- Born: 3 June 1977 (age 49) Hennepin County, Minnesota, US
- Education: Massachusetts Institute of Technology (MEng,PhD)
- Known for: Vehicular automation; Robotics;
- Scientific career
- Fields: Robotics
- Thesis: Robust and Efficient Robotic Mapping (2008)
- Doctoral advisor: John J. Leonard Seth Teller

= Edwin Olson =

American computer scientist

Edwin Olson (born 3 June 1977) is an American academic, roboticist, and business executive. He is the co-founder and chief executive officer (CEO) of May Mobility, an Ann Arbor-based developer of autonomous vehicle technology, and an adjunct professor of computer science and engineering at the University of Michigan. Previously, he served as a full professor of electrical engineering and computer science at the University of Michigan and as a co-director of Autonomous Driving, Toyota Research Institute.

== Early life and education ==
Olson was born in 1977 and grew up in nearby Bloomington, Minnesota. He was educated at JF Kennedy High School in Bloomington.

Olson received a Bachelor of Science in electrical engineering and computer science in 2000, followed by a Master of Engineering in the same field in 2001. His master's thesis, titled Otto: A Low-Cost Robotics Platform for Research and Education. In 2008, he completed his Ph.D. in computer science and engineering at the MIT Computer Science and Artificial Intelligence Laboratory (CSAIL). His doctoral dissertation, Robust and Efficient Robotic Mapping, was supervised by John J. Leonard and Seth Teller. While at MIT, he was a member of the team that competed in the 2007 DARPA Urban Challenge, where their autonomous vehicle secured a fourth-place finish.

== Career ==
In 2008, Olson became an assistant professor of computer science and engineering at the University of Michigan, where he founded the APRIL Robotics Laboratory. In 2010, his "Team Michigan" won the inaugural Multi Autonomous Ground-robotic International Challenge (MAGIC) in Australia. The team used a fleet of 14 coordinated robots to map an urban area, securing a $750,000 prize from the United States Department of Defense. Olson was promoted to associate professor with tenure in 2014 and to full professor in 2020.

While at the university, Olson worked with Ford Motor Company on autonomous vehicle research. In 2016, he also assumed the role of co-director of autonomous driving development at the newly established Toyota Research Institute (TRI) in Ann Arbor, while retaining a part-time faculty position.

In early 2017, Olson left TRI to co-found May Mobility, an Ann Arbor-based company that develops and operates autonomous shuttle services for short-distance transit. As CEO, Olson oversaw the company's first deployment in Detroit in 2018. May Mobility has since launched its low-speed, electric shuttles in other U.S. locations, including Arlington, Texas, and Grand Rapids, Minnesota, as well as a pilot program in Hiroshima, Japan, in 2021.
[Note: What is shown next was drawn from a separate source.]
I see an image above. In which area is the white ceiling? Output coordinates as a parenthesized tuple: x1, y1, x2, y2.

Olson continues to lead May Mobility as CEO while maintaining his affiliation with the University of Michigan.

==Research==
Olson's research focuses on enabling robots and autonomous vehicles to perceive and navigate complex environments, frequently involving multi-robot cooperation. At the University of Michigan, he developed AprilTag, a two-dimensional barcode-based fiducial marker system for visual localization and mapping.

Olson has also contributed to autonomous driving software. He co-developed the Multi-Policy Decision Making (MPDM) framework, which enables autonomous vehicles to simulate and evaluate numerous possible trajectories in real-time, facilitating adaptive driving behaviors in dynamic environments.

==Selected publications==
- Olson, E. (2011). "2011 IEEE International Conference on Robotics and Automation"
- Wang, J. (2016). "2016 IEEE/RSJ International Conference on Intelligent Robots and Systems (IROS)"
- Olson, Edwin (2006). "Proceedings 2006 IEEE International Conference on Robotics and Automation, 2006. ICRA 2006" - selected as a Google Scholar "classic paper" in the robotics field
- Leonard, J. (2008). "A perception-driven autonomous urban vehicle"
- Olson, E. B. (2009). "2009 IEEE International Conference on Robotics and Automation"

== Awards and recognition ==
During his tenure at the University of Michigan, he was named to Popular Science magazine's "Brilliant 10" list of young scientists in 2012. In the same year, a paper by his team on robotic mapping earned a Best Paper award at the International Conference on Intelligent Robots and Systems (IROS). In 2013, he received a Young Faculty Award from the Defense Advanced Research Projects Agency (DARPA). In 2014, Olson received the Morris Wellman Faculty Development Professorship.